METHODS:The framework development was based on:
• Literature review to identify existing assessment models including the evaluation of health effects
• Exploratory analysis with experts and user group discussions
• Definition of the assessment model, following the domains of health technology assessment.
RESULTS:Existing frameworks are mainly focused on certification criteria. Professionals and users agreed on the need to undertake mHealth assessments as to better inform user decisions. Assessments should be sensible to continuous changes of these technologies and be undertaken by independent organizations.
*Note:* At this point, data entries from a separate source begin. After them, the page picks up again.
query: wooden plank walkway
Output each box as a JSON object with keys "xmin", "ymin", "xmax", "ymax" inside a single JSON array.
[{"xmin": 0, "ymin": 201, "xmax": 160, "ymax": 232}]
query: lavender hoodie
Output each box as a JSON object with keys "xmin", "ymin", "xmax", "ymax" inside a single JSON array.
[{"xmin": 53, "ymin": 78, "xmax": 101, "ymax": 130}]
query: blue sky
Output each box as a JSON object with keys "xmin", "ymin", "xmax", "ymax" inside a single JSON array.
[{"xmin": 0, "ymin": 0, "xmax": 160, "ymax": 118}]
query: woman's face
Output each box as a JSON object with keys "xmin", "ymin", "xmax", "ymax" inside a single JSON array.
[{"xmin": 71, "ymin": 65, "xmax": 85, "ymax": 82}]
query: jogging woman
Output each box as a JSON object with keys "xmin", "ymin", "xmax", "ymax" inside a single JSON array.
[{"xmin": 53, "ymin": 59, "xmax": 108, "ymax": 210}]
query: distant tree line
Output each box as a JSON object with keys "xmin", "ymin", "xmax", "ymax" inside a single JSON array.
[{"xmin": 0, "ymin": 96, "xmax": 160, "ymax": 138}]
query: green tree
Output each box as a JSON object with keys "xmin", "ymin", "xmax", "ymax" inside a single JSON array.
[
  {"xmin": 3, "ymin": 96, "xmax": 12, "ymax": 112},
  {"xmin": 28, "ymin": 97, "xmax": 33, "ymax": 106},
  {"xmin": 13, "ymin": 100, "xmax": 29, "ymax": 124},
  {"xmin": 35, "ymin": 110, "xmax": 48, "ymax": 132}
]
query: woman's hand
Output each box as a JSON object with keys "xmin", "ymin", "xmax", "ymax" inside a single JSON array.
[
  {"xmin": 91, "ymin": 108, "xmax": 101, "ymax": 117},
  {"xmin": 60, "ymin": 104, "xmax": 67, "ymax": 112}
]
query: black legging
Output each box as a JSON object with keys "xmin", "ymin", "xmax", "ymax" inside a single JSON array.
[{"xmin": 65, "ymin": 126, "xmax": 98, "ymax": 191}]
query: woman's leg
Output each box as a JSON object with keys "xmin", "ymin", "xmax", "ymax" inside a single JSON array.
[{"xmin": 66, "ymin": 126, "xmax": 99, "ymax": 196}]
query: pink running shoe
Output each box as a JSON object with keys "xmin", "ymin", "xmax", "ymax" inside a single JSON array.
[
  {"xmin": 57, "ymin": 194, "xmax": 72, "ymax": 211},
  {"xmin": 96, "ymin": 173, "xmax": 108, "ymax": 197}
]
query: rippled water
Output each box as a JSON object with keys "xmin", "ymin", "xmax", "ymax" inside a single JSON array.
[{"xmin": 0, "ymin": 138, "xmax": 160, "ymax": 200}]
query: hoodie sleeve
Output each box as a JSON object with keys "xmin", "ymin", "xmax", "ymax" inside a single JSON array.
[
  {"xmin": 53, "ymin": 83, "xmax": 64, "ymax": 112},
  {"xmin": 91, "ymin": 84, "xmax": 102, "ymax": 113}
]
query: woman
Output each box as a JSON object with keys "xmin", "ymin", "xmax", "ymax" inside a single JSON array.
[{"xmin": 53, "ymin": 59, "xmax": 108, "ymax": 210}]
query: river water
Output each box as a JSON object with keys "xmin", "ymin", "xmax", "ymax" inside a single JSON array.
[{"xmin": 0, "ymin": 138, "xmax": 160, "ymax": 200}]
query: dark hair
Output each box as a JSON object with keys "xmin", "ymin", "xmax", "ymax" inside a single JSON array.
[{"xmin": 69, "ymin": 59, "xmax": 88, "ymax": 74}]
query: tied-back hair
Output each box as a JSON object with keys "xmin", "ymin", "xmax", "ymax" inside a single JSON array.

The proposed framework offers a step-by-step process by which any mHealth solution can be categorized and analyzed, according to: (i) Risk classification matrix: combining intervention type and patient type, (ii) Users: patients, professionals, informal caregivers individually or all of these together and (iii) Integration: stand-alone, fully integrated.
The model has four evaluation domains: technical maturity, risks, benefits and resources needed, including the commonly accepted evaluation perspectives: technical, contents, clinical/health, user perspective, organizational and socio-economic. Sub-domains are defined as: end-user, organization, healthcare system and community (society as a whole). Aspects to be assessed are selected according to the purpose of the evaluation (intended use / intended impact) and vary depending on the type of the mHealth solution: product or service.
CONCLUSIONS:The mHealth assessment process is needed and should be: (i) continuous/iterative, providing timely conclusions and recommendations for improvement, (ii) inclusive/collaborative, involving all stakeholders,and (iii) constantly adapting to standards. The proposed framework is intended to support informed decisions when developing, integrating, selecting, recommending, or adopting mHealth solutions.